Figure 8 Admin Checkpoint View
Links Table Legend
|totalParents||Number of parents (active and inactive)|
|activeParents||Number of parent checkpoints with which the name real time checkpoint can communicate with|
|inactiveParents||Number of parent checkpoints with which the name real time checkpoint can not communicate with|
|totalChildren||Number of children (active and inactive)|
|activeChildren||Number of child checkpoints with which the name real time checkpoint can communicate with|
|inactiveChildren||Number of child checkpoints with which the name real time checkpoint can not communicate with|
To visualise the latency of the overall system, the latency of multiple checkpoints from multiple samplers can be combined into a single view. This uses the Active Console Custom Metrics View. In Active Console, it is possible to specify a set of paths to different data views for a single Metric View.
An example of a Custom Metrics View is shown below, where the latency between Checkpoints is shown in a single view.
Figure 10 Custom Metrics in Active Console
Each messages view (for Lost Messages, Slow Messages and Unacknowledged Messages) provides three plug-in commands to clear the messages. These are presented in a context menu available when right-clicking on a message in the view.

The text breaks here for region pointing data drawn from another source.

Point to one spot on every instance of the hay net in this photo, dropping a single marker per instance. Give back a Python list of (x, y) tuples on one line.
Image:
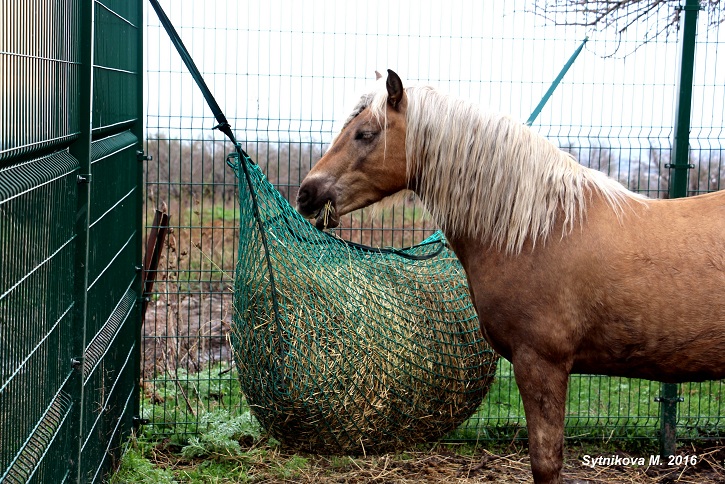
[(341, 348)]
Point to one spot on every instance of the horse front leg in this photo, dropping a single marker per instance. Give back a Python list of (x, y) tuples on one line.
[(543, 387)]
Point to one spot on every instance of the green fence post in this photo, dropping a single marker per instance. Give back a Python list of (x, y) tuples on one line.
[(679, 166)]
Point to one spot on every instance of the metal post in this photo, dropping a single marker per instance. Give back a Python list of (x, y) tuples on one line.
[(81, 150), (138, 130), (679, 166)]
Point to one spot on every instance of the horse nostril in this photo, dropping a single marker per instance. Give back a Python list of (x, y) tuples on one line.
[(303, 195)]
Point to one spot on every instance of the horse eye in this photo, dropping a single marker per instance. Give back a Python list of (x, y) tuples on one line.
[(365, 135)]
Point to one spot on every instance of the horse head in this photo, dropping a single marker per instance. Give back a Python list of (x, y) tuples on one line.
[(366, 161)]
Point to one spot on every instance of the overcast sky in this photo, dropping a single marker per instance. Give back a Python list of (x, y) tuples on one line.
[(294, 69)]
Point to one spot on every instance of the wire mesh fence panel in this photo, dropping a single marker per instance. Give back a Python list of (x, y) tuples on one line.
[(287, 76)]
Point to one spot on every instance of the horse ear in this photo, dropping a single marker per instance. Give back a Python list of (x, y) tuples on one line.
[(395, 89)]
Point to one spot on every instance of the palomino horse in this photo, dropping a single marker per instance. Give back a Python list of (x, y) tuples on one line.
[(568, 270)]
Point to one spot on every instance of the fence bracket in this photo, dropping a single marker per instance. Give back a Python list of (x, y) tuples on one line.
[(679, 166), (76, 363), (141, 156)]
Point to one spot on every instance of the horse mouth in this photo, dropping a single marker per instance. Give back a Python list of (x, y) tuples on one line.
[(327, 217)]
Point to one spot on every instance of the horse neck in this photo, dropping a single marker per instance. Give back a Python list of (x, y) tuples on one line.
[(487, 176)]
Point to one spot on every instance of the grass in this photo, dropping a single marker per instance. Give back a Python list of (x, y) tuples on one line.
[(221, 441)]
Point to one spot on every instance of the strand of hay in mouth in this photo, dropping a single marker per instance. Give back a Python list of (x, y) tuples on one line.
[(363, 352)]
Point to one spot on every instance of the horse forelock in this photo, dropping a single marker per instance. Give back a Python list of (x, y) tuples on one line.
[(486, 175)]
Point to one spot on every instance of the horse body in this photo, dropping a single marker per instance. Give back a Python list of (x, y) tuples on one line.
[(568, 271), (623, 297)]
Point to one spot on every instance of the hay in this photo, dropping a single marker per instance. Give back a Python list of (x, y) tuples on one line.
[(364, 352)]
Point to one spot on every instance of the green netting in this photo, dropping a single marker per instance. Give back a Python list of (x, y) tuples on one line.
[(341, 348)]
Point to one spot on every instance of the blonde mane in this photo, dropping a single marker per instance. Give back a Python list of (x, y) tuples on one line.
[(486, 175)]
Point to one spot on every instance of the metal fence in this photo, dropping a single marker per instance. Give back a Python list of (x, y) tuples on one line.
[(287, 74), (70, 202)]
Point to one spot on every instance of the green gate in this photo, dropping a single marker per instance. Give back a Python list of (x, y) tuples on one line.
[(70, 205)]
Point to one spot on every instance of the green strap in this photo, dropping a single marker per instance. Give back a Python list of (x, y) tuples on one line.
[(555, 84)]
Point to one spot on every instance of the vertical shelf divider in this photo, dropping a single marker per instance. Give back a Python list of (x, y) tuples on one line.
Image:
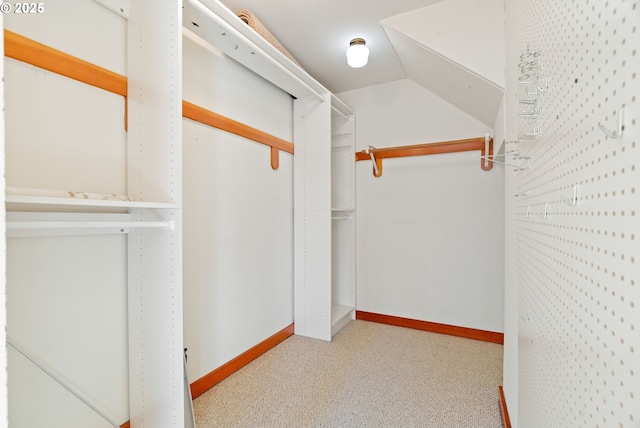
[(156, 382)]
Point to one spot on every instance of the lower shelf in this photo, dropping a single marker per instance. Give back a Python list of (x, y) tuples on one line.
[(340, 316)]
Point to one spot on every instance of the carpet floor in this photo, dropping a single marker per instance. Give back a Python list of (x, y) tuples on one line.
[(369, 375)]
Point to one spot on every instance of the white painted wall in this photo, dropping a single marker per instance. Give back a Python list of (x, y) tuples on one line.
[(67, 295), (238, 213), (430, 230)]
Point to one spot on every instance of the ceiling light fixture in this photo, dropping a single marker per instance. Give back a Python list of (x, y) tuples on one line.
[(357, 53)]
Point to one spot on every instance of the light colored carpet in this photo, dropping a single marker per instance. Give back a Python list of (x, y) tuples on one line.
[(370, 375)]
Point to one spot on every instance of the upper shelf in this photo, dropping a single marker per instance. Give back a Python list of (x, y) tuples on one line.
[(16, 202), (215, 23)]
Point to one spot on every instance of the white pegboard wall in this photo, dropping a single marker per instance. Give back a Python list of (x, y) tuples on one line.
[(577, 267)]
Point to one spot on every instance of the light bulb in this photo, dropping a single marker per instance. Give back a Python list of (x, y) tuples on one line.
[(357, 53)]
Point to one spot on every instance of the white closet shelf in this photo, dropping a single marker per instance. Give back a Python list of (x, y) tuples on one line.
[(340, 316), (43, 203)]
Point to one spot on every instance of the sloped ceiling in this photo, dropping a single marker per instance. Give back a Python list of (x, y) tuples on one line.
[(455, 49)]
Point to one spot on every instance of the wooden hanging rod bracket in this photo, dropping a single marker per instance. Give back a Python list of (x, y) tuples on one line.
[(26, 50), (482, 144)]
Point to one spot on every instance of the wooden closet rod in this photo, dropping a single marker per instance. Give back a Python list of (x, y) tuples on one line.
[(45, 57), (26, 50), (471, 144)]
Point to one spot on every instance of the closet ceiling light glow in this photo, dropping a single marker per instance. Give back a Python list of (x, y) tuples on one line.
[(357, 53)]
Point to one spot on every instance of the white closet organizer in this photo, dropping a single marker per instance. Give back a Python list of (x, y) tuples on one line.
[(324, 179)]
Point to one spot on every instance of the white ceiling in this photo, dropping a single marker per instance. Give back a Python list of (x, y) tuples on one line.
[(317, 34)]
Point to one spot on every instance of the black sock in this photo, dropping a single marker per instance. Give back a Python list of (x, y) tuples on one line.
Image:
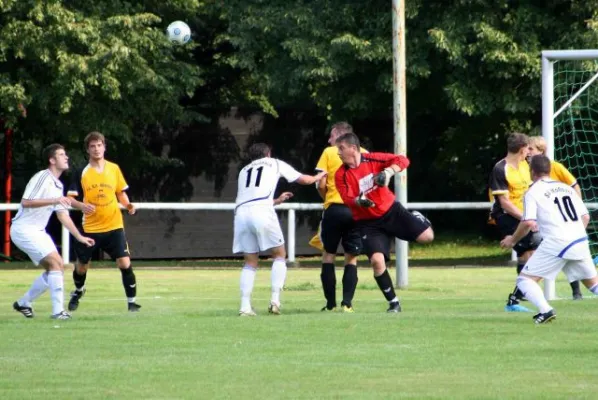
[(79, 279), (328, 278), (349, 284), (385, 284), (129, 282)]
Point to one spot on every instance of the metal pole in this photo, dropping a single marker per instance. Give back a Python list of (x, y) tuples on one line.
[(548, 134), (400, 128), (7, 189), (291, 237)]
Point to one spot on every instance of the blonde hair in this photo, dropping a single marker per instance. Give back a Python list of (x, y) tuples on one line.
[(539, 143), (92, 137)]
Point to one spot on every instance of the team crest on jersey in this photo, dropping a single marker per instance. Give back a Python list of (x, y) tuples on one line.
[(366, 184)]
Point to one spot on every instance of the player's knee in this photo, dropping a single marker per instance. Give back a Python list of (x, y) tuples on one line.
[(426, 236), (82, 268), (123, 262), (279, 252), (378, 263), (328, 258)]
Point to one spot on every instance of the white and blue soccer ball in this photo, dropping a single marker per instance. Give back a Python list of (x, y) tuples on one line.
[(178, 32)]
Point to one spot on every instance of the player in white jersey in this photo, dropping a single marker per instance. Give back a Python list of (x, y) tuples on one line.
[(256, 226), (43, 196), (562, 219)]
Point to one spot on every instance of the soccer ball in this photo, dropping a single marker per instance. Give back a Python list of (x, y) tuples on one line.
[(178, 32)]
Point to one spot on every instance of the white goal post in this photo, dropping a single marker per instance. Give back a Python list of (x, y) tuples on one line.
[(291, 208), (549, 58)]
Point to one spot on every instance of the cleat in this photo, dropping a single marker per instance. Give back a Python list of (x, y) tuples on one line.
[(274, 308), (26, 311), (75, 297), (348, 309), (394, 307), (247, 313), (543, 318), (516, 308), (63, 315)]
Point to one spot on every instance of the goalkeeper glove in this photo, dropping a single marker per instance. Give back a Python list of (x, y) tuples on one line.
[(383, 178), (363, 201)]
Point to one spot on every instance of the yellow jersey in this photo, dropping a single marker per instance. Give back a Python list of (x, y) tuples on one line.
[(100, 189), (330, 162), (509, 181), (558, 172)]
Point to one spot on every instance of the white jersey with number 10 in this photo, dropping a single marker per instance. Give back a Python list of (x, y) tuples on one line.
[(258, 180), (557, 209)]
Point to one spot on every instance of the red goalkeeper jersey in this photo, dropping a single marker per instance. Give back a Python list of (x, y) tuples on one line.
[(350, 182)]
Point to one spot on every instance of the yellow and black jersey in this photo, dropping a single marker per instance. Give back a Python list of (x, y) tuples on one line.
[(100, 188), (330, 162), (509, 181)]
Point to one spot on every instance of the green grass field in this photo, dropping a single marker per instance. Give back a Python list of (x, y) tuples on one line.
[(452, 341)]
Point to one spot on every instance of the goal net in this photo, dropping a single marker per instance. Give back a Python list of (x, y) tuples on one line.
[(570, 123)]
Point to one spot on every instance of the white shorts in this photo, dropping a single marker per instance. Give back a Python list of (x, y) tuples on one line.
[(36, 244), (545, 264), (256, 229)]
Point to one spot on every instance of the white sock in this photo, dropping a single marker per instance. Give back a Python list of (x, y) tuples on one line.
[(56, 283), (278, 276), (533, 293), (247, 280), (38, 287)]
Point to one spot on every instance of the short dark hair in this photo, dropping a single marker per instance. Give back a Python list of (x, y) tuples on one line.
[(349, 138), (342, 126), (257, 151), (50, 152), (540, 165), (516, 141), (92, 137)]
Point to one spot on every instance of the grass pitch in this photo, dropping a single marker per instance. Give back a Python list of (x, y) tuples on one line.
[(452, 341)]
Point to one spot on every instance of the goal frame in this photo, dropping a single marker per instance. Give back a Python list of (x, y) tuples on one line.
[(549, 57)]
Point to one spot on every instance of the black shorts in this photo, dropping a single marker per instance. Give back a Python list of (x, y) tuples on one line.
[(337, 226), (507, 224), (114, 243), (376, 234)]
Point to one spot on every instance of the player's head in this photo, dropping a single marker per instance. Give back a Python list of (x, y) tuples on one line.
[(348, 148), (337, 130), (518, 143), (56, 157), (537, 145), (257, 151), (95, 145), (540, 166)]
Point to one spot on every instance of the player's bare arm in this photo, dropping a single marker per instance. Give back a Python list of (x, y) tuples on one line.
[(282, 198), (65, 219), (309, 179), (523, 229), (85, 207), (508, 206), (35, 203), (123, 199)]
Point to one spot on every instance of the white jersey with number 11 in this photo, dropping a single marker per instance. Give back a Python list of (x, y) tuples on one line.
[(258, 180), (557, 209)]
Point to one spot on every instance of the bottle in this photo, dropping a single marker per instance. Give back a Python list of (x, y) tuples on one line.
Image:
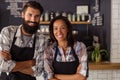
[(78, 17), (69, 17), (57, 14), (64, 14), (46, 16), (51, 15), (73, 17)]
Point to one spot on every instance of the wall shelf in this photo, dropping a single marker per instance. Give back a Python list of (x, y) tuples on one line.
[(82, 22)]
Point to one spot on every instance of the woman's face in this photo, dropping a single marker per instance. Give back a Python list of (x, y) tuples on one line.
[(60, 30)]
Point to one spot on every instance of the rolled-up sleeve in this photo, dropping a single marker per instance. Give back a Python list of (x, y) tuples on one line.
[(82, 52), (7, 66)]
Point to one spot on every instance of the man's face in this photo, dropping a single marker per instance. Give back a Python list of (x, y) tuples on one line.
[(31, 18)]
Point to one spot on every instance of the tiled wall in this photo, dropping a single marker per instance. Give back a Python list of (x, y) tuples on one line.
[(115, 46)]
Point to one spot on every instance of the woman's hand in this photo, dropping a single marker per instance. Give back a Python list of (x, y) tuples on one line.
[(5, 55)]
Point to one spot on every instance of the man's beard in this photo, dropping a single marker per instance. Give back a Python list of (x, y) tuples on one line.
[(30, 29)]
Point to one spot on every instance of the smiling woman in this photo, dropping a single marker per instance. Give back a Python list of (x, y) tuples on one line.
[(66, 58)]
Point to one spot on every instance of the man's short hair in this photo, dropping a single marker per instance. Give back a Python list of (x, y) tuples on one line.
[(33, 4)]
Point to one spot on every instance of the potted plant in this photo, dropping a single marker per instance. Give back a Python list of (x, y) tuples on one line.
[(96, 55)]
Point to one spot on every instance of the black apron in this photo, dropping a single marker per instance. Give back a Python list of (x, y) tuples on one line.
[(21, 54), (65, 67)]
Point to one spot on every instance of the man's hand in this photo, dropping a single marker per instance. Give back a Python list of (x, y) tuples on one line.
[(5, 55)]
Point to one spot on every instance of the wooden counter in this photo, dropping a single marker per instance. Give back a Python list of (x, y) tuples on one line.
[(104, 66)]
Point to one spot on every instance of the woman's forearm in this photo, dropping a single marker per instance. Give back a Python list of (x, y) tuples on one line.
[(23, 65), (28, 71), (70, 77)]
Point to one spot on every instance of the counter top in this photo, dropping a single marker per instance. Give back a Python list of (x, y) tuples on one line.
[(104, 66)]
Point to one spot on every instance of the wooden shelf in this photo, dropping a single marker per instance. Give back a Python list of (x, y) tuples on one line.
[(104, 66), (71, 22)]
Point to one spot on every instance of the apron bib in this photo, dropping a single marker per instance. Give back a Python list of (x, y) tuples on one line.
[(65, 67), (20, 54)]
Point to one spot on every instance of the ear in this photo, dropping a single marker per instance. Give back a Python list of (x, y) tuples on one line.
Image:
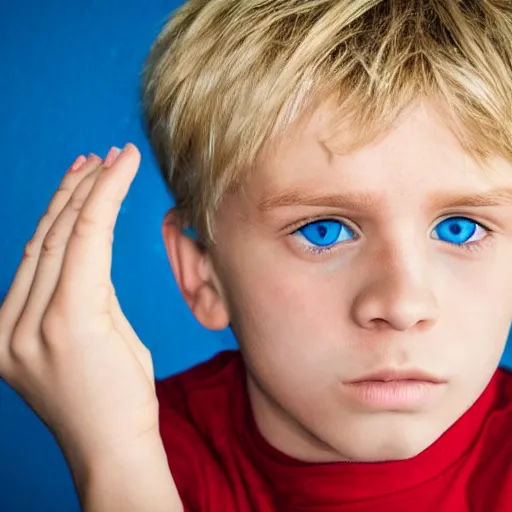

Figure 11 Lost Messages menu showing 2 of the 3 Probe commands
These commands are described in more detail below.
Note: For unacknowledged message views, clearing a message entry will only prevent that message from being displayed. If the message is detected as either lost or slow, it will subsequently be displayed in one of these views even if it was previously cleared from the Unacknowledged Messages view.
This command will remove all messages from the view. It is available on the dataview and every cell and headline inside it. Clearing the view will also reset the count headline for the view to 0.
This command will remove all messages that were seen at a specific checkpoint. It is only available by right-clicking on the cells in the lastCheckpointVisited column for Lost and Unacknowledged messages, or the problemAt column for Slow messages.
All messages that share the same checkpoint with the cell the command was triggered from will be removed from the dataview. This includes the message that the command was triggered on.